Autrement, «les données existent et sont disponibles, mais elles sont encore peu exploitées par l’entreprise, faute le plus souvent d’une architecture capable de supporter la diversité des données et des solutions technologiques qui permettront d’absorber les volumétries de données dans des conditions optimales de performance et raisonnables de coûts. La donnée nécessite donc un système d’analyse pour être utile».

Par ailleurs, l’essentiel des données et notamment les données personnelles des citoyens européens, transitent aujourd’hui par internet, utilisent les GAFAM et sont donc sous le contrôle des États-Unis. Les GAFAM pèsent plus de 4 900 milliards de dollars en Bourse et l’on anticipe qu’Apple va bientôt devenir la première entreprise à dépasser les 2 000 milliards de dollars.

Par cette domination technique, ces entreprises disposent d'outils pour contrôler la vie de plusieurs millions d’individus. Près de 80000 requêtes sont effectuées chaque seconde sur Google, soit 6,9 milliards par jour, plus de 720 000 heures de vidéos sont mises en ligne quotidiennement sur YouTube et 145 milliards de courriels envoyés.
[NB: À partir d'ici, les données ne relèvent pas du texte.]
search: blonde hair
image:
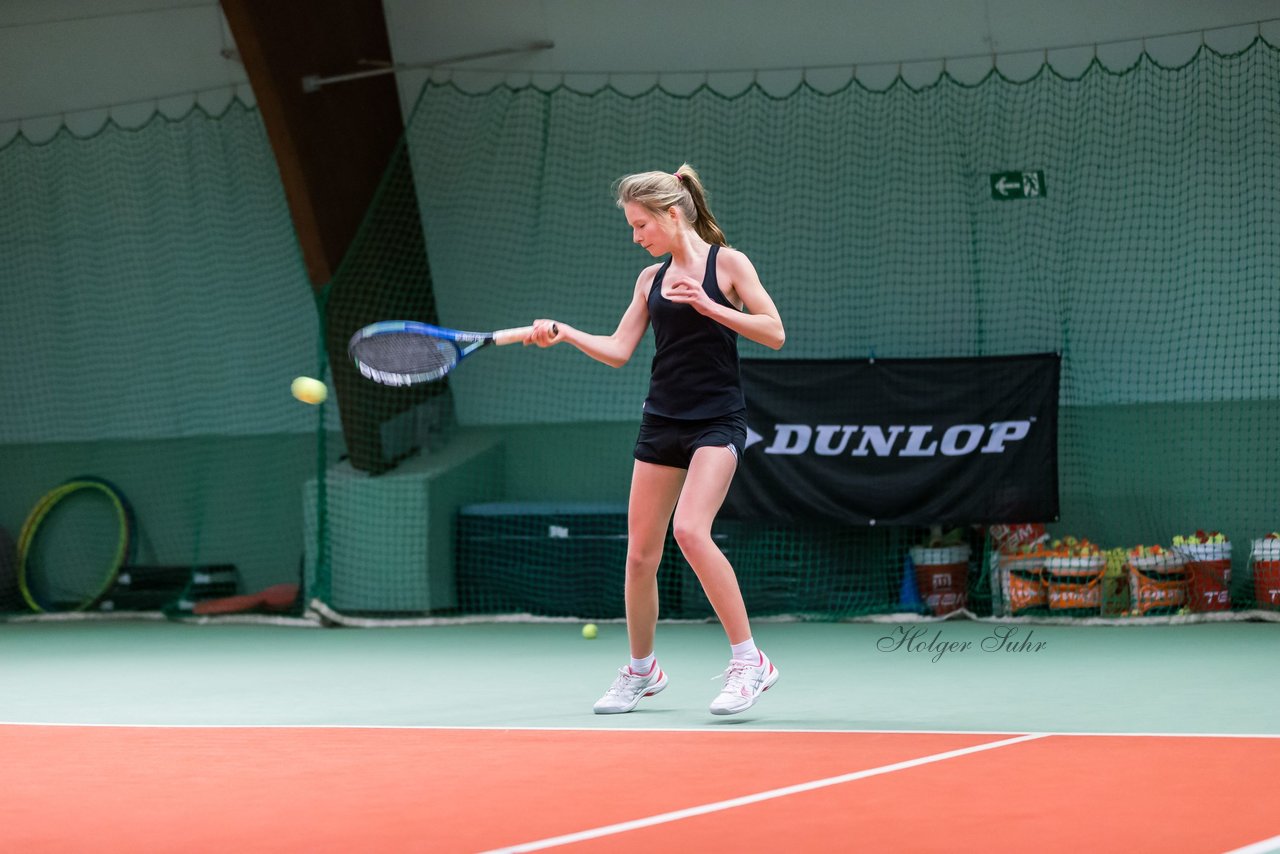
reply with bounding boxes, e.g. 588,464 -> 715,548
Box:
613,163 -> 728,246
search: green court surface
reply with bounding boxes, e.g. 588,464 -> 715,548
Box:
0,621 -> 1280,734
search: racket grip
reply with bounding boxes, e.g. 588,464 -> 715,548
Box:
493,324 -> 559,346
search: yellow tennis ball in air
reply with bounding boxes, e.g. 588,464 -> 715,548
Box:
289,376 -> 329,403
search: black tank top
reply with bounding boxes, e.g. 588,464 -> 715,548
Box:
644,245 -> 746,419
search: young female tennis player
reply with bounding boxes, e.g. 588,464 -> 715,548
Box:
526,164 -> 786,714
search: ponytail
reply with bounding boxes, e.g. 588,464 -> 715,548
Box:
613,163 -> 728,247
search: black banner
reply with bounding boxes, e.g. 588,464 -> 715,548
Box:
724,353 -> 1061,525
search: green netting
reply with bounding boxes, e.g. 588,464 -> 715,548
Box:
317,40 -> 1280,618
0,102 -> 319,611
0,40 -> 1280,620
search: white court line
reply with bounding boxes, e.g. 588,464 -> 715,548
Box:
1226,836 -> 1280,854
0,721 -> 1280,739
485,732 -> 1050,854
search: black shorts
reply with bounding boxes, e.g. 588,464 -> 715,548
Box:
635,410 -> 746,469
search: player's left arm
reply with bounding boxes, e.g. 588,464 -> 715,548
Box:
669,247 -> 787,350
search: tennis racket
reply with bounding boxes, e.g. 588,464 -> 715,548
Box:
347,320 -> 558,385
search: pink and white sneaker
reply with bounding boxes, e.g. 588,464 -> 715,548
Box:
594,662 -> 667,714
712,652 -> 778,714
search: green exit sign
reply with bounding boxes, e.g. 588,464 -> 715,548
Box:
991,172 -> 1046,201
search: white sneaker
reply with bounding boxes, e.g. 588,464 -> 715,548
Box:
712,652 -> 778,714
594,662 -> 667,714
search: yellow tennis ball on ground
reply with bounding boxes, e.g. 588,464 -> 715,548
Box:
289,376 -> 329,403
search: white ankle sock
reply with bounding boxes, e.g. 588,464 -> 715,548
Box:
728,638 -> 760,665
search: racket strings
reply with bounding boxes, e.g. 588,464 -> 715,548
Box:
351,333 -> 458,382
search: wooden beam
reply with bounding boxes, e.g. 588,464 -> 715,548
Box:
220,0 -> 403,291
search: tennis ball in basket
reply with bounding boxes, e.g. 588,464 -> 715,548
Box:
289,376 -> 329,403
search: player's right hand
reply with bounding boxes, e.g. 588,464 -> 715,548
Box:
525,319 -> 564,347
Le volume mondial de données sera par conséquent, multiplié encore par 3,7 entre 2020 et 2025, puis par 3,5 tous les cinq ans jusqu'en 2035, pour atteindre la somme vertigineuse de 2 142 zettaoctets. Cela pose la question de «la capacité de nos sociétés à fournir l'énergie nécessaire pour faire face à cette hausse exponentielle du volume de données échangées».

C’est pour dire que les enjeux de gouvernance de la donnée dépassent le cadre des économies nationales, mais également le pouvoir d’action des États et parfois même celui des institutions internationales : «la puissance numérique alliée à la robustesse économique des grandes mégapoles numériques, constitue une force multilatérale avec laquelle tous les pays du monde doivent désormais compter».

Face à ces outils régaliens, les risques sont multiples: «déstabilisation des économies nationales (violation des règles de concurrence libre et non faussée), concentration des opérateurs, effets multiplicateurs de réseau portant atteinte aux potentiels économiques des Nations. Ces atteintes sont en outre, amplifiées par la détention de masses de données considérables par des opérateurs susceptibles de renforcer, par les informations qu’ils peuvent extraire, leur efficacité économique. Placés en position de monopole, technologique et de marché, ils interdisent ainsi l’apparition d’entreprises concurrentes».

Cela est d’autant plus périlleux que «les outils internationaux de régulation, de normalisation et de contrôle, portent uniquement sur le fonctionnement structurel des vecteurs de données et non sur le contenu logistique ou la conformité du message aux règles couramment admises par les institutions internationales».